Mr Jansen told Cape Town Magistrates Court yesterday that Mr Curran "was very benevolent to Cape Town society".
"He was found murdered in his flat and quite a number of items were taken," he said.
He requested permission from magistrate Greg Jacobs for the police to take blood samples from Mr Onyoka as part of the on-going investigation.
Mr Jansen said that the police were also seeking information through diplomatic channels from police in the Democratic Republic of Congo regarding any previous convictions.
"This is a very serious charge and he should appeal for legal aid and it is in his best interests if he needs help to make a bail application," Mr Jacobs said.
Mr Jacobs remanded him in custody for seven days until December 3 at Cape Town Police Station holding cells and Mr Onyoka was then led away by court custody officers.
Mr Curran had spent two years working in Cape Town as the director of education for Mellon Educate.
He had been enjoying a holiday before flying home to Dublin when he was found killed in his apartment.

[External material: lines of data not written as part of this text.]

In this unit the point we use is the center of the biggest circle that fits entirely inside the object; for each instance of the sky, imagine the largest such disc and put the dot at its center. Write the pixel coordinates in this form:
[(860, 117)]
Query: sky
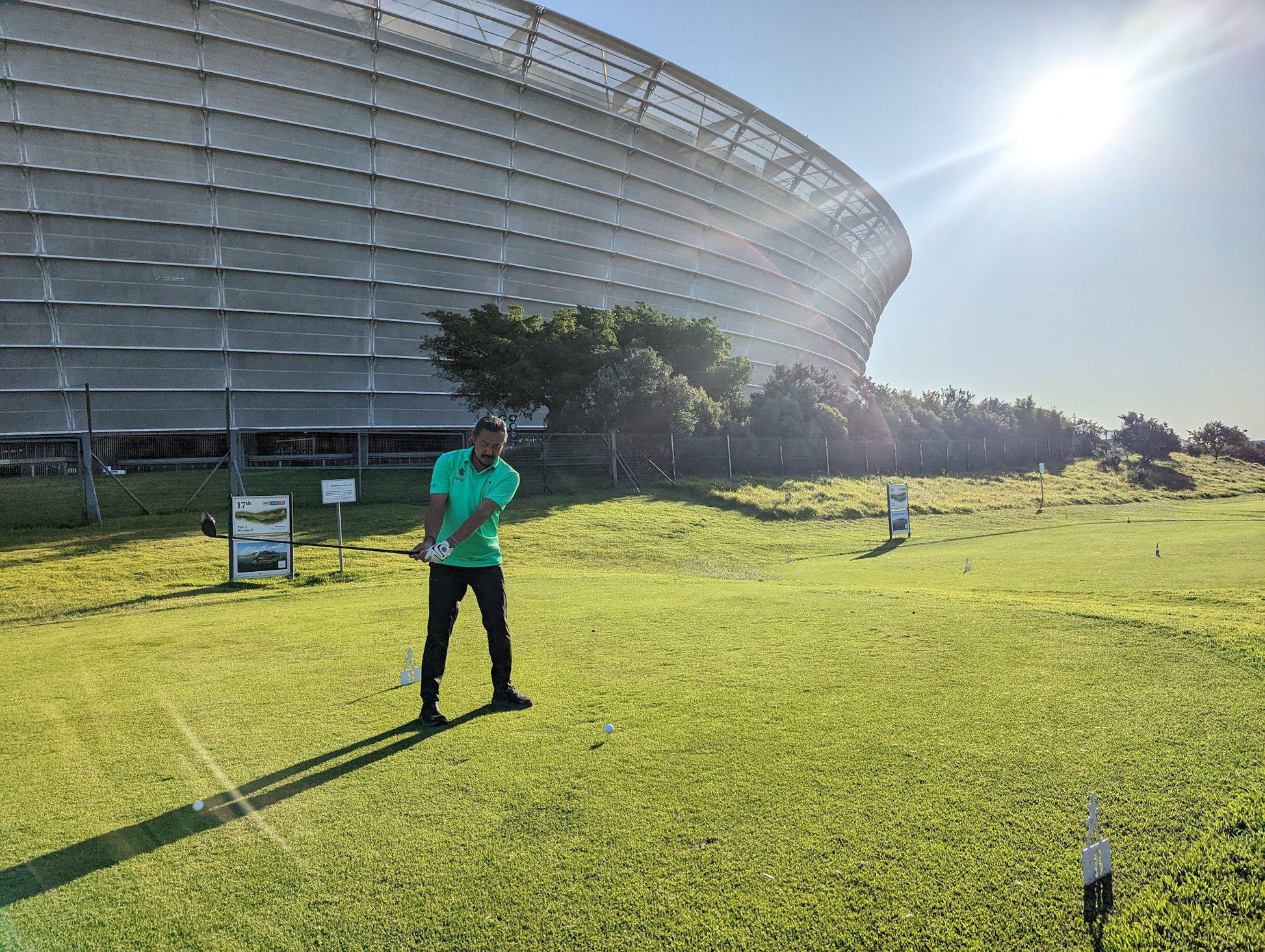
[(1131, 279)]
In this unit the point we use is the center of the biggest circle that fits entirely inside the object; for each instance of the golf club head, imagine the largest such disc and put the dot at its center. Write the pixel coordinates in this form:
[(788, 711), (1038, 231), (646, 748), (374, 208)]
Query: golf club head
[(209, 525)]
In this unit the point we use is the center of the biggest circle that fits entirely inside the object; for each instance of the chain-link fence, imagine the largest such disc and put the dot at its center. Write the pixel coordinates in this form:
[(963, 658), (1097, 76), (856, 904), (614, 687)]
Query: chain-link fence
[(44, 482)]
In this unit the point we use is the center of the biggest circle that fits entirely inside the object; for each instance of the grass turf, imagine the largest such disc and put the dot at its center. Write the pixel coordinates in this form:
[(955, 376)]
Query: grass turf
[(862, 746)]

He had suffered multiple stab wounds.
Mr Curran was principal of the Good Shepherd National School in Churchtown for 15 years, and was a founding member of the Irish Primary Principals Network.
Mellon Educate hired him on a two-year contract to run its Cape Town operation in Western Province, which he did successfully until September.
His proudest achievement was working with 270 volunteers to rebuild and renovate schools in the 400,000-strong Khayelitsha township in Cape Town.
A memorial service was held for him in Dublin last week.